En plus d’un processus qui a abouti à la révision des tarifs, une gestion nationale et le montage spécifique initial qu’il faut prendre en considération, il faut y ajouter les valeurs ajoutées que constituent l’exploitation des aires de repos. Sur l’axe Rabat- Casablanca, nous avons à hauteur de Bouznika deux aires de repos respectivement dans les deux sens qui sont de véritables espaces de détentes et de restauration, avec en prime la présence de la franchise américaine « Mcdonald » d’un côté et la franchise locale « Oasis » appartenant à l’actuel Ministre de l’agriculture Aziz Akhannouch d’un autre. Ces deux aires de repos qui font face abrite aussi des stations services « Shell » d’un côté et « Afriquia » qui appartient également à l’actuel Ministre de l’agriculture Aziz Akhannouch d’un autre.

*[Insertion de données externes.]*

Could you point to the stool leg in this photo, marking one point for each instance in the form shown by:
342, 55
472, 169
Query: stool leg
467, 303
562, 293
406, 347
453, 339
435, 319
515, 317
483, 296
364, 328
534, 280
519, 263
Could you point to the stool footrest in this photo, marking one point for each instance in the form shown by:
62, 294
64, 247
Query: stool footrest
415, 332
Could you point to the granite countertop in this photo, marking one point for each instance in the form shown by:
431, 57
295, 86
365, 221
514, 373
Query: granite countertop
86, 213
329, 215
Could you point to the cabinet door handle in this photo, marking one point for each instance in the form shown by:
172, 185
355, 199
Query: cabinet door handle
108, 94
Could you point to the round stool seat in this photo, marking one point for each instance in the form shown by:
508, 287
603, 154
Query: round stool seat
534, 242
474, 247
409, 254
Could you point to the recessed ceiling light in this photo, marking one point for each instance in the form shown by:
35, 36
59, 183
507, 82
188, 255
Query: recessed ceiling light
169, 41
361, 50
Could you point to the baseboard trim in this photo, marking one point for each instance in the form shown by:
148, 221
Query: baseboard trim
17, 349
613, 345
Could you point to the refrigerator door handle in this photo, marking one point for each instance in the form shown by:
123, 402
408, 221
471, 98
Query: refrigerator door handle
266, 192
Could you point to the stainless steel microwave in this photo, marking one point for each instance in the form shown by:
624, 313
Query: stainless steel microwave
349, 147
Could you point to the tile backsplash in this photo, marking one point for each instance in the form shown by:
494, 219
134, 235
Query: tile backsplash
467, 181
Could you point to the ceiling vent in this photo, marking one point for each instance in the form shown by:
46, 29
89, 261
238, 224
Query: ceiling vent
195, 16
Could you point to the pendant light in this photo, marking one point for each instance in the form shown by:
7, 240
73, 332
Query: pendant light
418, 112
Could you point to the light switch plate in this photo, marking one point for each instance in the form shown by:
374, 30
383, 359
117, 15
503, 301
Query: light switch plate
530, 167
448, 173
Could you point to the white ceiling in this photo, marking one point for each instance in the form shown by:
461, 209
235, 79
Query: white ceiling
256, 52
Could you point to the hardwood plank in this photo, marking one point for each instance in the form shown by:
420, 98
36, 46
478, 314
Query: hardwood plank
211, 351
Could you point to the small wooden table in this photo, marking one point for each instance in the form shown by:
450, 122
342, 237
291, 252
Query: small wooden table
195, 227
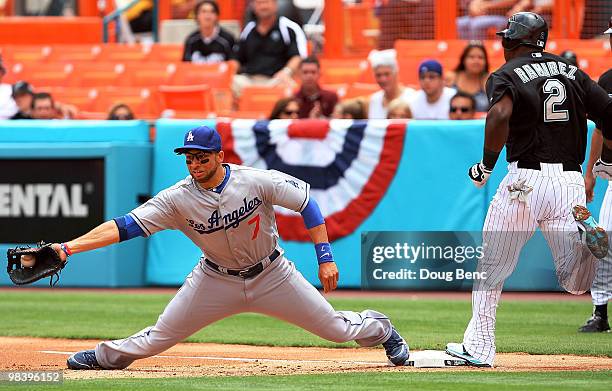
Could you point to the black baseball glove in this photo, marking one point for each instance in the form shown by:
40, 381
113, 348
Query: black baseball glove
48, 264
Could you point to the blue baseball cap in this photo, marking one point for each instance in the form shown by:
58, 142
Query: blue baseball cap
202, 138
430, 66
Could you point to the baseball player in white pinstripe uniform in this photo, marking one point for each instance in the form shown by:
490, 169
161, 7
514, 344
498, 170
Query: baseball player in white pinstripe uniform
538, 110
601, 291
227, 210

Des opérateurs qui versent des dividendes plus importantes que celles générées par l’unique station qui existe sur l’axe Patte d’Oie – Diamniadio (Station service « Total »n adossée à son enseigne de supérette « Bonjour » sise à Dalifort)

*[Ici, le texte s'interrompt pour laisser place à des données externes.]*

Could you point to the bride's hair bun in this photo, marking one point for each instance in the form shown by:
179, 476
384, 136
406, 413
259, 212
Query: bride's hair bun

Le coût d’une infrastructure varie forcément d’un pays à un autre, sur la base de plusieurs facteurs et données.
Un inspecteur des impôts doit pouvoir savoir également que le coût d’une infrastructure varie forcément d’un pays à un autre sur la base de plusieurs facteurs et données : crédibilité des acteurs, modèle de partenariat (PPP), rentabilité du projet, mécanismes et moyens d’exécution…
Le problème du coût du péage n’est pas lié au concessionnaire, mais à l’étape où nous sommes du programme de densification des infrastructures autoroutières pour un pays qui n’a pas l’expertise dans le domaine et encore moins ne produit tous les matériaux nécessaires ) l’édification des ambitions. L’étape où nous sommes aujourd’hui en matière d’infrastructures routières et autoroutières, le Maroc y était à la fin des années 90. Il est peu intelligent de comparer les actions de deux pays dans un domaine sur lequel ils n’ont pas les mêmes années d’expériences et encore moins les mêmes réalités.
Ne mobilise pas de fonds d’investissement qui veut. La crédibilité est déterminante.
Ousmane Sonko a avancé, en substance que n’importe qui aurait pu mobiliser un tel consortium et en conséquence une telle manne financière d’investissement. Je précise que la mobilisation du capital pour un tel projet dépend de la crédibilité du régime et de ses partenaires d’exécution. Les bailleurs (ou les consortiums) se basent sur des données tangibles et non sur des données politiciennes et ne mettent point leur argent n’importe où. Donc ne mobilise pas de fonds d’investissement qui veut, contrairement à ce que Ousmane Sonko veut faire croire aux Sénégalais.
—–(*) Expert en intelligence économique formé par la Banque Mondiale sur les PPP, Cheikh Mbacké Sène connaît bien le Maroc et de surcroît le projet des autoroutes du Maroc qu’il a vu grandir. Il l’a accompagné d’une certaine manière en tant que consultant en communication stratégique auprès des acteurs et gestionnaires de premier à savoir le LPEE, ou encore toutes les associations AMGS ou CMMSG composés des experts du secteurs et avec qui il organisait des séminaires mensuels sectoriels sous tutelle des Autoroutes du Maroc. Cheikh Mbacké Sène a été au service de la communication des trois dernières structures entre 2012 et 2014 et échangeait en permanence avec les Autoroutes du Maroc (ADM).